Документальный фильм «Аустерлиц» повествует о немецких концлагерях
Сегодня они превращены в туристические маршруты, и это можно просто снятьПремьера состоялась прошлым летом на Венецианском фестивале, фильм вызвал яростные споры, возбудив диаметральные мнения, прошел по многим фестивалям, получил Гран-при в Лейпциге, и теперь его можно увидеть на большом экране в московских кинотеатрах.
В фильме, снятом в бывших конц-лагерях Заксенхаузен, Дахау, Бухенвальд, ничего не происходит. Нет ни хроники, ни комментариев, ни воспоминаний выживших – ничего из общепринятого для того определенного формата кинодокументалистики о лагерях смерти, ничего из того, что входит в обязательный набор. Дело в том, что фильм снят именно против любого «обязательного набора», против автоматизации впечатления, против того, чтобы память и история были удобно упакованы, привычно проглочены и совершенно не усвоены.
Камера почти неподвижна, мы, зрители, в течение долгого времени просто наблюдаем за толпой туристов. Жаркий летний день, люди в майках, шортах, с фотоаппаратами, детьми, бутылками с водой, в панамах, идут посмотреть на место, где были убиты сотни тысяч. Убиты, унижены, уничтожены. Люди просто проходят через ворота с надписью «Труд освобождает», идут по маршруту, заранее для них проложенному, задерживаются у входа в бараки, заглядывают в карцеры, печи крематория. Они рассматривают бараки, а мы рассматриваем их: беспечных, скучающих, сделавших приличествующие случаю скорбные лица. Не забывающих о воде, об отдыхе, о необходимости сфотографироваться: обычные туристы в не слишком увлекательном месте. Экскурсоводы на разных языках объясняют экскурсантам, что происходило на каждом объекте. Вот и все, что происходит перед камерой. Туристы идут, мы смотрим.
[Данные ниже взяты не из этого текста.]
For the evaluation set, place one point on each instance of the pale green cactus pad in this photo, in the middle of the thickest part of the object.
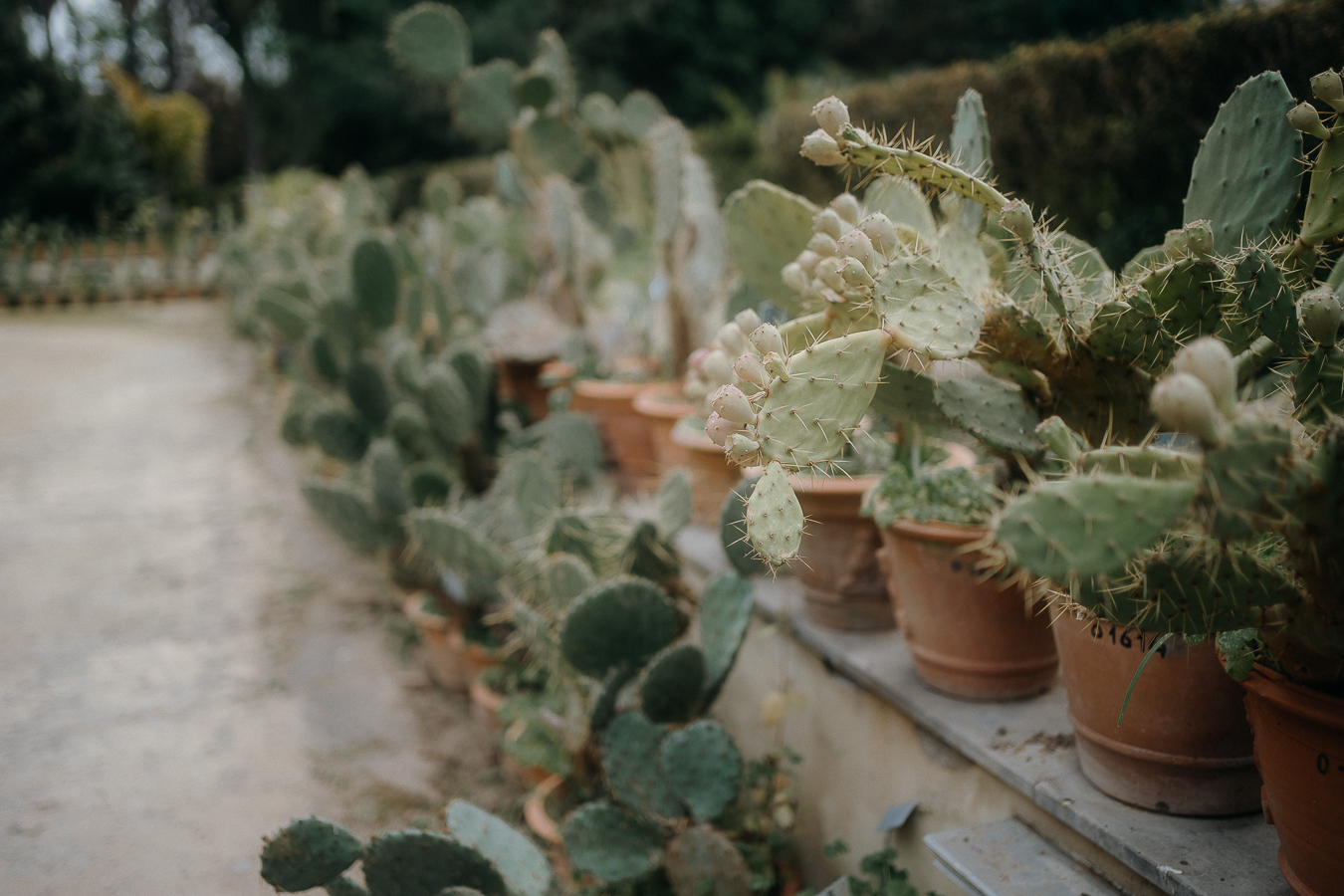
(775, 518)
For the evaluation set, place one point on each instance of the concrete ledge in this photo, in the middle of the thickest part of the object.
(1028, 746)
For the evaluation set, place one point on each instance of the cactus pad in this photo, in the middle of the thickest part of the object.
(432, 42)
(1089, 526)
(308, 852)
(701, 860)
(345, 511)
(373, 277)
(521, 864)
(605, 841)
(723, 619)
(992, 411)
(630, 766)
(417, 862)
(767, 227)
(672, 684)
(775, 518)
(620, 622)
(926, 308)
(806, 419)
(703, 769)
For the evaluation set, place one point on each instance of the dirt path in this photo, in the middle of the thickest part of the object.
(187, 658)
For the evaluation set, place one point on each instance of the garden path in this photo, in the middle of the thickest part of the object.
(187, 658)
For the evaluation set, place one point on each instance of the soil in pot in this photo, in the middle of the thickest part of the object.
(970, 635)
(837, 555)
(1185, 747)
(713, 474)
(625, 431)
(1300, 753)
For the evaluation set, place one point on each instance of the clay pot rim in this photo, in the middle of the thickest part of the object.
(1297, 699)
(647, 402)
(609, 389)
(938, 533)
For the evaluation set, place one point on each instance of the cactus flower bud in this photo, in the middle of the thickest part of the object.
(1209, 360)
(882, 233)
(848, 208)
(856, 245)
(1320, 314)
(721, 430)
(808, 261)
(746, 320)
(821, 148)
(1328, 88)
(828, 220)
(733, 404)
(1306, 119)
(855, 274)
(795, 278)
(828, 272)
(741, 448)
(750, 368)
(767, 338)
(1016, 218)
(733, 340)
(832, 115)
(1183, 403)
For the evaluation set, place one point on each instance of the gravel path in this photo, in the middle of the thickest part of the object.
(187, 658)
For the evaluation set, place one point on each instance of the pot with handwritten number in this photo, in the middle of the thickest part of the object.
(1185, 746)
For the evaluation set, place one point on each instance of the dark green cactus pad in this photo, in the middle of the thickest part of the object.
(1091, 526)
(928, 308)
(1266, 299)
(701, 860)
(1122, 332)
(484, 104)
(649, 555)
(346, 511)
(373, 280)
(907, 396)
(723, 619)
(521, 864)
(367, 391)
(323, 358)
(672, 685)
(703, 769)
(422, 862)
(308, 852)
(384, 477)
(995, 412)
(289, 315)
(344, 887)
(1319, 384)
(432, 42)
(620, 622)
(767, 227)
(1248, 171)
(607, 842)
(448, 407)
(733, 530)
(630, 766)
(338, 434)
Сергей Лозница назвал свой фильм «Аустерлиц» не из-за Наполеона, а в связи с известным в европейских интеллектуальных кругах романом Винфрида Георга Зебальда, немецкого писателя, преподававшего в английском университете. Герой романа Жак Аустерлиц пытается справиться с проблемой личной вины за исторические события: это чувство автобиографично, отец Зебальда служил в немецкой армии, и, хотя он никогда не рассказывал о прошлом, сын постоянно об этом помнил. Зебальд считал, что честно рассказывать о холокосте невозможно, любой рассказ либо впадает в стиль «официальной культуры скорби и воспоминаний», либо в утешительность и сентиментальность массовой культуры, либо в скрытый цинизм культурной индустрии. Нельзя напрямую представить себе кошмар той реальности и не сойти с ума.
Рассказ палача
В объявленной недавно конкурсной программе Каннского фестиваля будет показан фильм Лозницы «Кроткая», снятый по отдаленным мотивам рассказа Достоевского и финансированный французской кинокомпанией. «Это фантастическая история, которую я от начала до конца придумал. А стимулировал мою фантазию рассказ Достоевского, который сам Достоевский назвал «фантастическим». Это история жертвы и палача, рассказанная палачом», – комментирует Лозница. Действие фильма происходит в современной российской глубинке, в ролях в основном заняты актеры театра Николая Коляды и даже он сам в эпизодической роли бомжа, а правозащитницу сыграла Лия Ахеджакова.
Лозница снял фильм чрезвычайно минималистически сдержанно – язык художественных средств как будто отступает перед невыразимостью происходящего. В итоге получается фильм не о туристах на месте гибели миллионов, а запечатленный процесс того, как одна людская масса еще живых проходит через подразумеваемые тени мертвых. Голые ноги многочисленных туристов в какой-то момент оказываются метафорой человеческой плоти, которая уничтожалась в этих жутких местах, а сами туристы в своей честной почтительности вызывают в памяти образы реальных людей, ставших фаршем в дьявольской мясорубке. И на миг кажется, что прошлое снова становится настоящим, чтобы потом опять рассеяться в истоме летнего дня.
Есть вещи, о которых невозможно говорить и при этом нельзя не говорить. Поиск способов для этого непрямого разговора – задача современного искусства. Эстетическая четкость – одно из условий нравственной честности. И Лозница длинными медленными кадрами снимает зияющую дыру нашей памяти.